Nederlands Instituut voor Ecologie

Persbericht, 30 oktober 2007

Wortelknagers verstoren bovengrondse voedselketen

HETEREN (Gld.) / WAGENINGEN - Als een insect aan de wortels van een plant knabbelt, dan gaat de plantenverdediging 'aan'. Dat blijkt bovengronds de groei en het gedrag van planteneters te beïnvloeden.
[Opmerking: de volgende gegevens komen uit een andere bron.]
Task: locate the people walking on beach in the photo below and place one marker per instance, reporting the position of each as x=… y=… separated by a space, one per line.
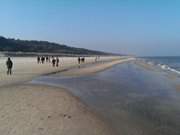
x=42 y=59
x=53 y=62
x=47 y=58
x=9 y=65
x=38 y=59
x=57 y=62
x=83 y=59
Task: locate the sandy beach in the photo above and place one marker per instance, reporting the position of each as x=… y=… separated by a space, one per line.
x=38 y=109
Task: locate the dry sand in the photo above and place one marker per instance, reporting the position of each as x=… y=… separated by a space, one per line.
x=43 y=110
x=35 y=109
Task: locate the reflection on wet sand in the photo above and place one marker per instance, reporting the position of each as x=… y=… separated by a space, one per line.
x=131 y=98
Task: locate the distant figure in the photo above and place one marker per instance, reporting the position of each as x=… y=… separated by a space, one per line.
x=57 y=62
x=9 y=65
x=42 y=59
x=38 y=59
x=96 y=59
x=53 y=62
x=47 y=58
x=79 y=60
x=83 y=60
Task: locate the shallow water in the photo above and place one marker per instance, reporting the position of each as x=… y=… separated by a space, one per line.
x=134 y=100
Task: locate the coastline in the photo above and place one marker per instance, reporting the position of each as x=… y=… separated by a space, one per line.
x=29 y=105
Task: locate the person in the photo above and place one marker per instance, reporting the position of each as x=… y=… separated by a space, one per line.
x=79 y=60
x=53 y=62
x=57 y=62
x=47 y=58
x=83 y=60
x=38 y=59
x=9 y=65
x=42 y=59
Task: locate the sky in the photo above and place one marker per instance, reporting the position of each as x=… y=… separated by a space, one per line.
x=137 y=27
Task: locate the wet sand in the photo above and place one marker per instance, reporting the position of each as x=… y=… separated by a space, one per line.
x=132 y=97
x=25 y=69
x=27 y=109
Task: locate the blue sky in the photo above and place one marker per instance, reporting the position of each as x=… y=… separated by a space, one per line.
x=137 y=27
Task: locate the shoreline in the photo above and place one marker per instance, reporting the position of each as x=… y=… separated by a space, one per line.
x=87 y=121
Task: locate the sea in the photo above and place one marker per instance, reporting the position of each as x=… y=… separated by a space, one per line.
x=132 y=99
x=171 y=63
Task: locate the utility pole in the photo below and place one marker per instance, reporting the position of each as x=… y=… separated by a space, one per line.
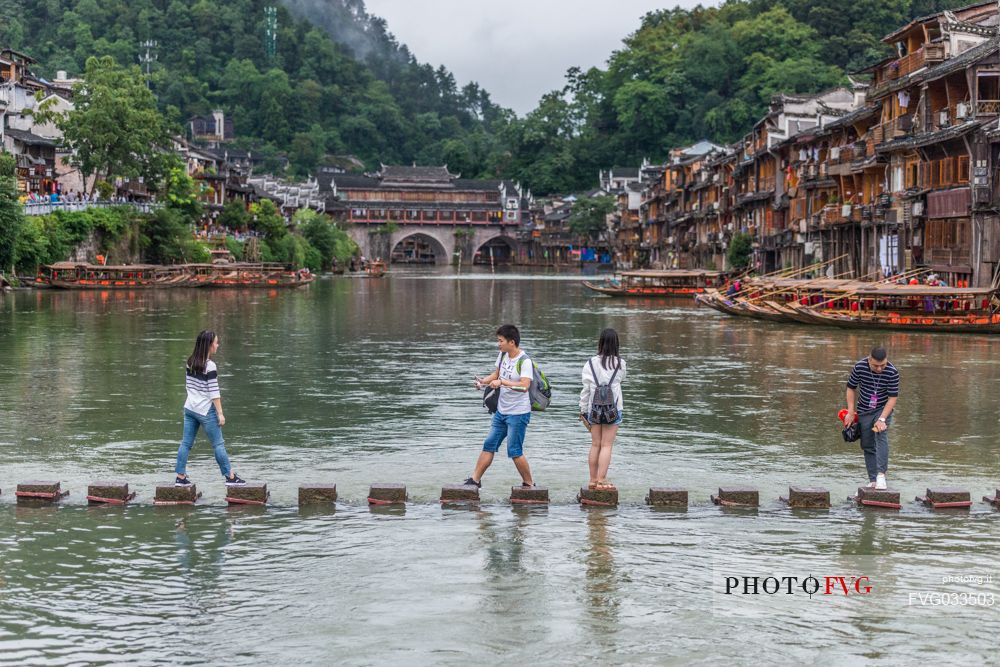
x=271 y=32
x=148 y=57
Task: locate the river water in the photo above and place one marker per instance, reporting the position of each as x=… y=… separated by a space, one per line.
x=354 y=381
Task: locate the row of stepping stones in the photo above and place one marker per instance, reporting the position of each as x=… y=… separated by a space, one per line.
x=118 y=493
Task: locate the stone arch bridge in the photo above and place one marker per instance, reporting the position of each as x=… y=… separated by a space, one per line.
x=446 y=240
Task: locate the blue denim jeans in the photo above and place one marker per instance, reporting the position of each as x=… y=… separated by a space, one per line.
x=209 y=422
x=874 y=445
x=511 y=427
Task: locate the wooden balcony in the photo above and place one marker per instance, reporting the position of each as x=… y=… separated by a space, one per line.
x=988 y=107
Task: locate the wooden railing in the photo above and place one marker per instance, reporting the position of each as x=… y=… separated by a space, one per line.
x=988 y=107
x=943 y=173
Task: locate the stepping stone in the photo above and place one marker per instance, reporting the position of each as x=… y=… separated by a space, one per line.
x=317 y=494
x=807 y=498
x=873 y=498
x=600 y=498
x=667 y=497
x=248 y=494
x=737 y=496
x=46 y=492
x=460 y=493
x=109 y=493
x=168 y=494
x=536 y=495
x=942 y=498
x=387 y=494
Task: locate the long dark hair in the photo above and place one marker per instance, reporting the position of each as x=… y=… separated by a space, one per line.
x=199 y=358
x=607 y=347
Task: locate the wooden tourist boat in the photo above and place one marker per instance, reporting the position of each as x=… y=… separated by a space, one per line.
x=912 y=308
x=247 y=274
x=673 y=283
x=74 y=275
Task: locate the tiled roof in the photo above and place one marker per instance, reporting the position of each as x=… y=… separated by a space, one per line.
x=414 y=173
x=29 y=138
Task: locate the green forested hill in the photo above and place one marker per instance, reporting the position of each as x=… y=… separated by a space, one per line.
x=314 y=97
x=686 y=75
x=340 y=83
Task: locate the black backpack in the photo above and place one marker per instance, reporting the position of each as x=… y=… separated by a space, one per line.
x=603 y=407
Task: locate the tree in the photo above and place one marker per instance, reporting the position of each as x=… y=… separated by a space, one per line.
x=167 y=239
x=268 y=220
x=114 y=129
x=234 y=215
x=589 y=217
x=740 y=249
x=330 y=241
x=181 y=194
x=11 y=213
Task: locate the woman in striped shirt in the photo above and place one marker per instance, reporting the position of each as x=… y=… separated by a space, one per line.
x=203 y=408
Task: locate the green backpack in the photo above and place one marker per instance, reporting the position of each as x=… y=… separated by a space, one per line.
x=539 y=391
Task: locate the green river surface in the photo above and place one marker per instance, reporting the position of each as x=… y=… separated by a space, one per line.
x=354 y=381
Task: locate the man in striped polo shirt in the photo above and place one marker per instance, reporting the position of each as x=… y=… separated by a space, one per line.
x=872 y=391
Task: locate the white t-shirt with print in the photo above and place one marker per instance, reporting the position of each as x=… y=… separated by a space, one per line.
x=514 y=401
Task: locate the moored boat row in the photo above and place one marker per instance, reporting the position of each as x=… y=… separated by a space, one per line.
x=75 y=275
x=865 y=305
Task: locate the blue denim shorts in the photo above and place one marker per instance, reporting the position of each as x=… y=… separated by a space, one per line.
x=511 y=427
x=617 y=422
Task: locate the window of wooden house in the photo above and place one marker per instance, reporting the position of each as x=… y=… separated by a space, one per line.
x=963 y=169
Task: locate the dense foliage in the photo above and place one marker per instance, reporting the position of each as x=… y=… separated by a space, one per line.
x=340 y=84
x=11 y=215
x=313 y=98
x=115 y=129
x=687 y=75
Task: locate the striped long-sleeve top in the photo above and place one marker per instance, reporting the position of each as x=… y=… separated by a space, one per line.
x=874 y=389
x=202 y=388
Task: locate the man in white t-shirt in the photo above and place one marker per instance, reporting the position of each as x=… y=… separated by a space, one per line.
x=512 y=377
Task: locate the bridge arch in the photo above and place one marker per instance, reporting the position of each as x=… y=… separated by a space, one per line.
x=419 y=247
x=500 y=247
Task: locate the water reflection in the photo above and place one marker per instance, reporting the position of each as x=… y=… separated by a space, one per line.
x=355 y=381
x=602 y=585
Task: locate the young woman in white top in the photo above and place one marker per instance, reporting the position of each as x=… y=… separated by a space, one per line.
x=607 y=368
x=203 y=409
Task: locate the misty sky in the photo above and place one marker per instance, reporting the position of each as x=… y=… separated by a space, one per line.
x=517 y=49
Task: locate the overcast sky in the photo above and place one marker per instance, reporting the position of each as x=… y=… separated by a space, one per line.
x=518 y=50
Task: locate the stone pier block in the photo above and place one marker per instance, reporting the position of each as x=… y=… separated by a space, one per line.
x=248 y=494
x=109 y=493
x=535 y=495
x=737 y=496
x=387 y=494
x=660 y=496
x=600 y=497
x=808 y=498
x=947 y=497
x=317 y=494
x=46 y=492
x=168 y=494
x=888 y=498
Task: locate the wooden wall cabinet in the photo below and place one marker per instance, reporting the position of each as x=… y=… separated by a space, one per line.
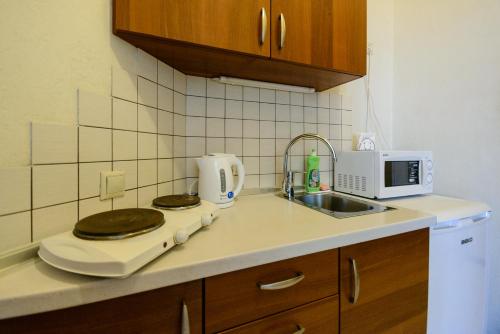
x=312 y=43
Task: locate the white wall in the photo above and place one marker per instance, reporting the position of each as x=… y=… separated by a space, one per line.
x=381 y=41
x=447 y=99
x=49 y=49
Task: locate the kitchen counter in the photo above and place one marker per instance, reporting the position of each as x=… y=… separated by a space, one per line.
x=258 y=229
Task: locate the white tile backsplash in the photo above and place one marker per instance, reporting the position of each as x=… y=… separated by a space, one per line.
x=53 y=143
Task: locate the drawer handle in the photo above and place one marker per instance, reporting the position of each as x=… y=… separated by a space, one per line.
x=282 y=284
x=355 y=281
x=300 y=330
x=282 y=30
x=263 y=25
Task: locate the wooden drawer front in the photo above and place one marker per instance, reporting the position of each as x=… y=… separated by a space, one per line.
x=317 y=317
x=235 y=298
x=155 y=311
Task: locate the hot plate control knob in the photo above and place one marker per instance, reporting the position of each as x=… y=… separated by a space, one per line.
x=181 y=236
x=206 y=219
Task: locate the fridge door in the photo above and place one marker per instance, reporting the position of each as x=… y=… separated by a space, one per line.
x=457 y=277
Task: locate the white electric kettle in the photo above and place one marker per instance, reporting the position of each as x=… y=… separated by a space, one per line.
x=215 y=182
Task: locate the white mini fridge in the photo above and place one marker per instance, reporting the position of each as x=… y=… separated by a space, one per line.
x=457 y=264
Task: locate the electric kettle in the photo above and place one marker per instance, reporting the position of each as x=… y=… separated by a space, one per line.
x=215 y=182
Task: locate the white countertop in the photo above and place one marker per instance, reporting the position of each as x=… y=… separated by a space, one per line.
x=258 y=229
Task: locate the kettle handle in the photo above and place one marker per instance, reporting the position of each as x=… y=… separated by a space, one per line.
x=241 y=175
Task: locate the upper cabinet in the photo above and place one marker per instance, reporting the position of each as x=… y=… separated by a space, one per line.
x=329 y=34
x=312 y=43
x=233 y=25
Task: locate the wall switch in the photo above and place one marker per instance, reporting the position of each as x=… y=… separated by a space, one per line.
x=112 y=184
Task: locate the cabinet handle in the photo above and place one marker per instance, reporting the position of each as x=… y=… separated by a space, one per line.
x=263 y=25
x=282 y=284
x=300 y=330
x=185 y=320
x=282 y=30
x=355 y=281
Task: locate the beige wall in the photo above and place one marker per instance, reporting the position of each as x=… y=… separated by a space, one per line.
x=49 y=49
x=447 y=99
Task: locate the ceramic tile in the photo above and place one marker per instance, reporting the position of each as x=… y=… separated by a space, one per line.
x=147 y=92
x=15 y=189
x=94 y=144
x=215 y=108
x=146 y=195
x=179 y=103
x=124 y=115
x=165 y=98
x=251 y=129
x=165 y=170
x=94 y=109
x=165 y=75
x=267 y=112
x=267 y=129
x=124 y=145
x=54 y=220
x=234 y=127
x=54 y=184
x=165 y=122
x=234 y=146
x=234 y=109
x=195 y=146
x=251 y=94
x=147 y=172
x=147 y=65
x=90 y=178
x=124 y=84
x=196 y=106
x=215 y=145
x=234 y=92
x=130 y=169
x=147 y=146
x=215 y=127
x=129 y=200
x=215 y=89
x=52 y=143
x=251 y=147
x=195 y=126
x=179 y=147
x=91 y=206
x=251 y=110
x=147 y=119
x=165 y=146
x=267 y=95
x=15 y=231
x=179 y=82
x=196 y=86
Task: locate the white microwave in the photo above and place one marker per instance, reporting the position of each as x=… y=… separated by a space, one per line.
x=384 y=174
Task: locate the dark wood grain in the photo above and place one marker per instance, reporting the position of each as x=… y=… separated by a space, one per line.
x=393 y=290
x=325 y=33
x=156 y=311
x=235 y=298
x=317 y=317
x=225 y=24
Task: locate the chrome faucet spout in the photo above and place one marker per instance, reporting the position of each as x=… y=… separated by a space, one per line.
x=287 y=187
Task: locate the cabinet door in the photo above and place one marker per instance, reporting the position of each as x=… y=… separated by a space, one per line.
x=322 y=33
x=393 y=275
x=317 y=317
x=155 y=311
x=225 y=24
En dat niet alleen: ook van hun natuurlijke vijanden en de vijanden van hun vijanden! Roxina Soler Gamborena van het Nederlands Instituut voor Ecologie (NIOO-KNAW) ontdekte dat dit sneeuwbaleffect zelfs afstraalde op buurplanten. Ze promoveert vandaag in Wageningen. "Zulke effecten komen waarschijnlijk veel vaker voor dan we tot nu toe gezien hebben."

Niet alleen de rups op een plant merkt het als ondergronds een ander insect zit te knagen aan de wortels. De rups is kleiner en groeit langzamer, maar ook zijn natuurlijke vijand (zoals een sluipwesp) en zelfs de vijand van zijn vijand hebben minder succes. De door een wortelvreter en een bladeter gedeelde waardplant geeft de signalen door, bijvoorbeeld in de vorm van aangemaakte verdedigingsstoffen: plantengif dus. Zo kunnen insecten bovengronds tot in de vierde graad in de voedselketen beïnvloed worden door wortelknagerij. Dat effect gaat veel verder dan onderzoekers tot nu toe dachten.

Behalve de groei verandert wortelvraat ook het gedrag van insecten bovengronds. Met een veldproef toonde biologe Roxina Soler Gamborena aan, dat vlinders liever eieren leggen op planten die geen last hebben van wortelplagen (zoals larven van de wortelvlieg). En als sluipwespvrouwtjes het voor het kiezen hebben, dan vermijden ze rupsen op planten met aangevreten wortels. De sluipwespen ruiken dat, omdat de ondergronds aangetaste plant een andere mix van vluchtige stoffen blijkt uit te scheiden. En daar halen ze dus hun neus voor op.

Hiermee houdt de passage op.